National Security Archive’s Declassified Documents and Much More

Marking the sixtieth anniversary of the overthrow of Iranian Prime Minister Mohammad Mosaddeq, the National Security Archive on Monday posted recently declassified CIA documents on the United States’ role in the controversial operation. American and British involvement in Mosaddeq’s ouster has long been public knowledge, but this posting includes what is believed to be the CIA’s first formal acknowledgement that the agency helped to plan and execute the coup. Today on Tell Somebody, host Tom Klammer is pleased to speak with National Security Archive fellow Malcolm Byrne.

The explicit reference to the CIA’s role appears in a copy of an internal history, The Battle for Iran, dating from the mid-1970s. The agency released a heavily excised version of the account in 1981 in response to an ACLU lawsuit, but it blacked out all references to TPAJAX, the code name for the U.S.-led operation. Those references appear in the latest release. Additional CIA materials posted today include working files from Kermit Roosevelt, the senior CIA officer on the ground in Iran during the coup. They provide new specifics as well as insights into the intelligence agency’s actions before and after the operation.

The 1953 coup remains a topic of global interest because so much about it is still under intense debate. Even fundamental questions — who hatched the plot, who ultimately carried it out, who supported it inside Iran, and how did it succeed — are in dispute.

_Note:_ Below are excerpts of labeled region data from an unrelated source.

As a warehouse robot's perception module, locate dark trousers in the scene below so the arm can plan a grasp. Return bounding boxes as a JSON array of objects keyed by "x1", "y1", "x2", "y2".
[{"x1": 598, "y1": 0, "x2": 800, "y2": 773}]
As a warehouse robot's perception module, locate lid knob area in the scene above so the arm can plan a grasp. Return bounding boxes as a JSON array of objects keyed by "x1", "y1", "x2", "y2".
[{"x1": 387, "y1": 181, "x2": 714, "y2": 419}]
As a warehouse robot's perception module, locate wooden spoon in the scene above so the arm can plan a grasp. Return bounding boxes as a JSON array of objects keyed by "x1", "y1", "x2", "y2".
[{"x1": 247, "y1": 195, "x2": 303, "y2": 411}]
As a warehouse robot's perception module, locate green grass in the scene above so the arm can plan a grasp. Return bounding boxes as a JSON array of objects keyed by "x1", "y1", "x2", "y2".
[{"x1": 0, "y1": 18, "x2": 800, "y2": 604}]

The issue is more than academic. Political partisans on all sides, including the Iranian government, regularly invoke the coup to argue whether Iran or foreign powers are primarily responsible for the country’s historical trajectory, whether the United States can be trusted to respect Iran’s sovereignty, or whether Washington needs to apologize for its prior interference before better relations can occur.

About the guest:

Malcolm Byrne, Deputy Director and Director of Research, has worked at the Archive since 1986, and since 1990 has supervised the research process of identifying and obtaining documentation for the Archive’s collections. He currently directs the Openness in Russia and Eastern Europe Project, and the U.S.-Iran Relations Project, both of which promote multinational and multi-archival approaches to the study of recent, controversial historical events. Previously, he served as co-director of the Iran-contra documentation project, and coordinated the Archive’s project on U.S.-Soviet relations during the Cold War.